I'm looking for a way to convert text like this:
" <!DOCTYPE html PUBLIC \"-//W3C//DTD XHTML 1.0 Strict//EN\"
\"http://www.w3.org/TR/xhtml1/DTD/xhtml1-strict.dtd\">\n <html xml:lang=\"en\" lang=\"en\"
xmlns=\"http://www.w3.org/1999/xhtml\">\n \t<head>\n \t\t<title>My Page
Title</title>\n \t\t<META HTTP-EQUIV=\"Content-Type\" CONTENT=\"text/html; charset=ISO-
8859-1\">\n <style type=\"text/css\" media=\"screen\"> \n \t\tblockquote\n
{\n \tfont-style: italic;\n }\n cite\n {\n
\ttext-align: right;\n \tfont-style: normal;\n }\n .author\n {\n \ttext-align: right;\n \tmargin-right: 80px;\n
}\n </style>\n \t</head>\n \t<body>\n \t\t<h1>My Page
Title</h1>\n<h3>Production Manager</h3>\n<blockquote>\n<p>“I want my passion for
business plan and my pride in my work to show in every step of our company: from the
labels and papers, to our relationships with our customers, to the enjoyment of each bottle
of My Company business plan. As we expand our production, my dream is to plant a company
of my own to specialize in good business, my personal favorite
varietal.”</p>\n</blockquote>\n<p class=\"author\"><cite>- John
Smith</cite></p>\n<p>Born and raised on the north coast of California, John Smith always
felt a deep connection to this......"
Into this:
My Page Title. Production Manager. I want my passion for business plan and my pride in my
work to show in every step of our company: from the labels and papers, to our
relationships with our customers, to the enjoyment of each bottle of My Company business
plan. As we expand our production, my dream is to plant a company of my own to specialize
in good business, my personal favorite varietal.

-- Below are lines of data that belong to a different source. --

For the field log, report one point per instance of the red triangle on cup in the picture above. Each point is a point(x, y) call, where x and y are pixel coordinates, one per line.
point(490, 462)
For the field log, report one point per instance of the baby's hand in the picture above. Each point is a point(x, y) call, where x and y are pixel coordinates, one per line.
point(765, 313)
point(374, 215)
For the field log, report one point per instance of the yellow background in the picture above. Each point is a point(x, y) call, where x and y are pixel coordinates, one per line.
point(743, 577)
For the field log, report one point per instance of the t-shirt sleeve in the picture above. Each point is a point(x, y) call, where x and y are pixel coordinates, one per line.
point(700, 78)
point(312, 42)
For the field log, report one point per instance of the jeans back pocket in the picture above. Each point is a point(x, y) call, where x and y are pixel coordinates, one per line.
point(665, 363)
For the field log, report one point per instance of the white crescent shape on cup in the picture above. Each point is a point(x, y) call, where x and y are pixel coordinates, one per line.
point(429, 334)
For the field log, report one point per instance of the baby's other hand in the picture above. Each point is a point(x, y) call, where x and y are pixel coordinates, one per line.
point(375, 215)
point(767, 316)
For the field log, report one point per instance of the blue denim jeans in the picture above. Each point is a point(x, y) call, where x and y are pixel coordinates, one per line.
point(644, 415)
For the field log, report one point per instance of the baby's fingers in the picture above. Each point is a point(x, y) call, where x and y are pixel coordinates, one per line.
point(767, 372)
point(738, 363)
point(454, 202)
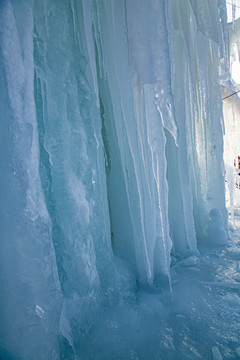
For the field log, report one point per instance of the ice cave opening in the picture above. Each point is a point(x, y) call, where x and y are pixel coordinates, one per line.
point(120, 185)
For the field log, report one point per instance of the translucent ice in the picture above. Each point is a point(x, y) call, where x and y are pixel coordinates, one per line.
point(111, 160)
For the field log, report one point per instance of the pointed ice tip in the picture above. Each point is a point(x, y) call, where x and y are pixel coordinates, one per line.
point(216, 355)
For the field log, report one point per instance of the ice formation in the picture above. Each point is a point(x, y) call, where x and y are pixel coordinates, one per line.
point(111, 160)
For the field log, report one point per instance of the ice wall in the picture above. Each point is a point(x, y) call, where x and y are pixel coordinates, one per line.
point(231, 102)
point(111, 138)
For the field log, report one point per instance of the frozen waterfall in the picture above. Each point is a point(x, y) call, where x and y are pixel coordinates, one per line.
point(111, 166)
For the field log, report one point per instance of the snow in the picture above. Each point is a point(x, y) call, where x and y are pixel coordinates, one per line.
point(114, 229)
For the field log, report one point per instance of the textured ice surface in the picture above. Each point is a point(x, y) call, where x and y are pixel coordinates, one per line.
point(111, 162)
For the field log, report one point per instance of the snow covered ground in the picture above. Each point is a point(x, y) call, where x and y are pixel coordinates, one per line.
point(199, 320)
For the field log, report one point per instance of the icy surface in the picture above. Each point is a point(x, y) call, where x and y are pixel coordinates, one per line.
point(112, 170)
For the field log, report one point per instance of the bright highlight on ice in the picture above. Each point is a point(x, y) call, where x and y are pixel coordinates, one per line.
point(115, 241)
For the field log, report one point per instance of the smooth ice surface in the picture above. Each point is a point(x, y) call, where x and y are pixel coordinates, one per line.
point(112, 180)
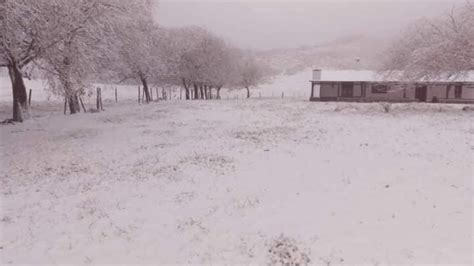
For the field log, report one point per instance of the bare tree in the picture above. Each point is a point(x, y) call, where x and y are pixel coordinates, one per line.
point(138, 47)
point(69, 63)
point(26, 32)
point(435, 48)
point(250, 74)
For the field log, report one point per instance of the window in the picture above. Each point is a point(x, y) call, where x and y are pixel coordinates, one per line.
point(380, 88)
point(458, 91)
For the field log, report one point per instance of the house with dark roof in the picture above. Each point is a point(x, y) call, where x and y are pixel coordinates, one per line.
point(371, 86)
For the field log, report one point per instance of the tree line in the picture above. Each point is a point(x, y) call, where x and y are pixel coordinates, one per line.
point(74, 43)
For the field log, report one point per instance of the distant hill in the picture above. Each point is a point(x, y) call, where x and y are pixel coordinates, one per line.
point(349, 52)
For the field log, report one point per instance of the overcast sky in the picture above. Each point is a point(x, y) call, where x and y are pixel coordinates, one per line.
point(282, 24)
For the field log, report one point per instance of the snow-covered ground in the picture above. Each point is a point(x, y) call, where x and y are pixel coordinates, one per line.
point(291, 86)
point(221, 181)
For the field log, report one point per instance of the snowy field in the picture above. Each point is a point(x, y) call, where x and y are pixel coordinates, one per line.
point(224, 182)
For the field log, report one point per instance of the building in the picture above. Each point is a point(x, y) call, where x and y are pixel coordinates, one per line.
point(368, 86)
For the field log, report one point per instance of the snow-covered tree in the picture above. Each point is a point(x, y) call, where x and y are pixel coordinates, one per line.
point(138, 47)
point(27, 31)
point(250, 74)
point(69, 64)
point(435, 48)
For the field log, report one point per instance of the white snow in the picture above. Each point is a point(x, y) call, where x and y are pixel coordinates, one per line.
point(217, 181)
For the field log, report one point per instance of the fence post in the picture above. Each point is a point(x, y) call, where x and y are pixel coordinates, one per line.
point(82, 103)
point(138, 94)
point(65, 104)
point(97, 102)
point(29, 98)
point(100, 97)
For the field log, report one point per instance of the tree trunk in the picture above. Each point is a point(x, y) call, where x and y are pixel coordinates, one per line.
point(74, 106)
point(206, 93)
point(19, 92)
point(146, 91)
point(196, 92)
point(186, 88)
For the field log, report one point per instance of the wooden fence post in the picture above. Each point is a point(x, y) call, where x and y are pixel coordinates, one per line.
point(138, 94)
point(82, 103)
point(29, 98)
point(65, 104)
point(97, 102)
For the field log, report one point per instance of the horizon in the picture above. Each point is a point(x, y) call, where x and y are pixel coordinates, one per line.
point(268, 25)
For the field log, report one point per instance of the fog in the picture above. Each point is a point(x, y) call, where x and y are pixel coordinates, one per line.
point(285, 24)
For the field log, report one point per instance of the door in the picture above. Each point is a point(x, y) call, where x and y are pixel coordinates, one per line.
point(420, 93)
point(347, 89)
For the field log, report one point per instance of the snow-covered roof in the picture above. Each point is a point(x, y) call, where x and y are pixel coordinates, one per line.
point(372, 76)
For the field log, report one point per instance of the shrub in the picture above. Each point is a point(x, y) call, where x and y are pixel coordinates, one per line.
point(284, 251)
point(386, 107)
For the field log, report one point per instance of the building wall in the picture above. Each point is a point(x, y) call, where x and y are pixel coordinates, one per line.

That's just extracting all the text before the first period. But it must:
- Strip HTML tags
- Replace \n with ". " (and multiple \n\n\n with ". ")
- Replace \t with " "
- Replace \s+ with " "
- Unescape things like
“
- Replace " with '
After starting to do something like that, I figured this is probably already solved somewhere else more thoroughly. Does anyone have a good one-liner way to create a plain text excerpt from an HTML string like this (in Ruby)?
I use Nokogiri for full-featured HTML parsing, but it seems like it'd be just as difficult to use that.